二度目の結婚は、溺愛から始まる


(覗くわけないじゃないっ!)


瑠璃とちがって、好きでもない人の裸を見たいなんて、これっぽっちも思わない。


「まったく、手のかかるヤツだな……」


蓮は、梛の姿が消えると同時に、溜息を吐いて緩んだネクタイを取り払った。
呆れたような口調は、本気で腹を立てていたわけではないと示している。

梛を挑発するような言葉をぶつけたのは、わざと。
反発することで、梛が折れそうになっていた気持ちを立て直せるよう、計算ずくだったと思われる。


「蓮って……いい上司なのね。昨夜は、蓮が上司だったら、ものすごく大変そうだと思ったんだけど、撤回するわ」


褒めたつもりが、凛々しい眉を引き上げた蓮に反撃された。


「俺は、椿が部下だったら、危なっかしくて、ハラハラし通しで、心労のあまり倒れそうだと思った」

「なっ……!」

「それだけじゃない。四六時中気になって、仕事が手につかなくなるから、とても一緒には働けないだろうと思った」

「…………」

「椿と一緒にいる時は、椿のことだけを考えていたいからな」


くすりと笑った蓮がわたしの唇にキスを落とした瞬間、間延びしたチャイムの音が狭い部屋に響き渡った。


「……梛?」


控えめな声が、ドアの向こうから聞こえる。
お行儀のいい訪問客は、応答がなくても勝手にドアを開けたりはしない。


「こんばんは、西園寺さん」


蓮が梛に変わって出迎えると、びっくりした様子で大きな目を瞬く。
暗がりにほんのり浮かび上がる薄い桜色のワンピースを着た彼女は、相変わらず美しい。


「あ、の……」


戸惑う彼女に、蓮はすかさず自己紹介した。


「雪柳 蓮です。大雑把に説明すると……柾の部下で、椿の元夫です」

「はじめまして、西園寺 花梨です。柾さんと椿さんには、とてもお世話になっていて……」

「霧島はシャワー中なんです。どうぞ中へ」


きっと、何度もこの部屋を訪れたことがあるのだろう。
彼女は、狭い部屋に驚く様子もなく、スプリングが壊れたソファーに座った。


(ものすごい違和感なんだけれど……)


どこからどう見ても、このオンボロなアパートの一室には永遠に馴染めそうもない生き物だ。

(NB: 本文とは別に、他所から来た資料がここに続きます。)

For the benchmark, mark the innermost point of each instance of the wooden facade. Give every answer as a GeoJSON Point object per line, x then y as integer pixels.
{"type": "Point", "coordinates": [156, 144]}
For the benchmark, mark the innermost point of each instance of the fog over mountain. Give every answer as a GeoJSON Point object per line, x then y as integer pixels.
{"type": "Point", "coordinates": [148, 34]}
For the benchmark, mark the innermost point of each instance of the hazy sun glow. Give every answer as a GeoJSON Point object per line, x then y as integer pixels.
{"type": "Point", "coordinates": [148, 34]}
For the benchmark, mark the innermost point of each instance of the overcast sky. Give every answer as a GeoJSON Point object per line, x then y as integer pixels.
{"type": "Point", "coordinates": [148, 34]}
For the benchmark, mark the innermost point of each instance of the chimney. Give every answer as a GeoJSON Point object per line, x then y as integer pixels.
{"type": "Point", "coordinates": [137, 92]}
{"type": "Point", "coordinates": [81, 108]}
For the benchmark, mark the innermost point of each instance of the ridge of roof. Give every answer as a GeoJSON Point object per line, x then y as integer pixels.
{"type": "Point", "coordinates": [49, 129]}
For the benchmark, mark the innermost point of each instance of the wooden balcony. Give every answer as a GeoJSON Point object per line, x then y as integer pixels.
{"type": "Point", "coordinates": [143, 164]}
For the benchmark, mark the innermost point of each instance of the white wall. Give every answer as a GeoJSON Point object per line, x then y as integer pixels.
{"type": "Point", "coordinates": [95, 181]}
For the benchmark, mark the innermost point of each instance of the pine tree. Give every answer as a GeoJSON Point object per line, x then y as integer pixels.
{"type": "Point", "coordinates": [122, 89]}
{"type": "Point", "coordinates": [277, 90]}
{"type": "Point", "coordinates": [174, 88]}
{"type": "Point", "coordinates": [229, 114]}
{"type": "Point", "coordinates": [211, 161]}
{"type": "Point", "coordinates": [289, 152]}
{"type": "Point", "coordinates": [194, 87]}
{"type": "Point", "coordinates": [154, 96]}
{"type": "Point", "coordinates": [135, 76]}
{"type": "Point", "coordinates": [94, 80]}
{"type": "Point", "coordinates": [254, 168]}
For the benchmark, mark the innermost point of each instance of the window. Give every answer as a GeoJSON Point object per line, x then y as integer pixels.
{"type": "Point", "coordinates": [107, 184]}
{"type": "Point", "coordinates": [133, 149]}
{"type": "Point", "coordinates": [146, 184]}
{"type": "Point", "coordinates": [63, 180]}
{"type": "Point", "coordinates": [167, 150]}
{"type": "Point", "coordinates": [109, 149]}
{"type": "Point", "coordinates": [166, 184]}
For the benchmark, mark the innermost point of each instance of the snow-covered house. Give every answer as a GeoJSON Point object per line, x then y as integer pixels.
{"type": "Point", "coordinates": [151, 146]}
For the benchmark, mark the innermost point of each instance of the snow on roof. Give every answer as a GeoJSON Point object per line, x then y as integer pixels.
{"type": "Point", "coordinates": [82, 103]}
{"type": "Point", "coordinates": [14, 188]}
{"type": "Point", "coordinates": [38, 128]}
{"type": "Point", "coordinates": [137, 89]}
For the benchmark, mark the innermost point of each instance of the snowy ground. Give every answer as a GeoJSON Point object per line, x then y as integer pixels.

(とりあえず……長居は無用よね。梛も逃げ出しはしないだろうし……)


梛と彼女の話し合いの行く末は気になるが、さすがに立ち会うのは行き過ぎ。
あとで、話を聞ければ十分だ。


「ええと……それじゃあ、わたしたちはそろそろお暇し……」


蓮と目配せし合い、彼女を置いて立ち去ろうとしたら、がしっと腕を掴まれた。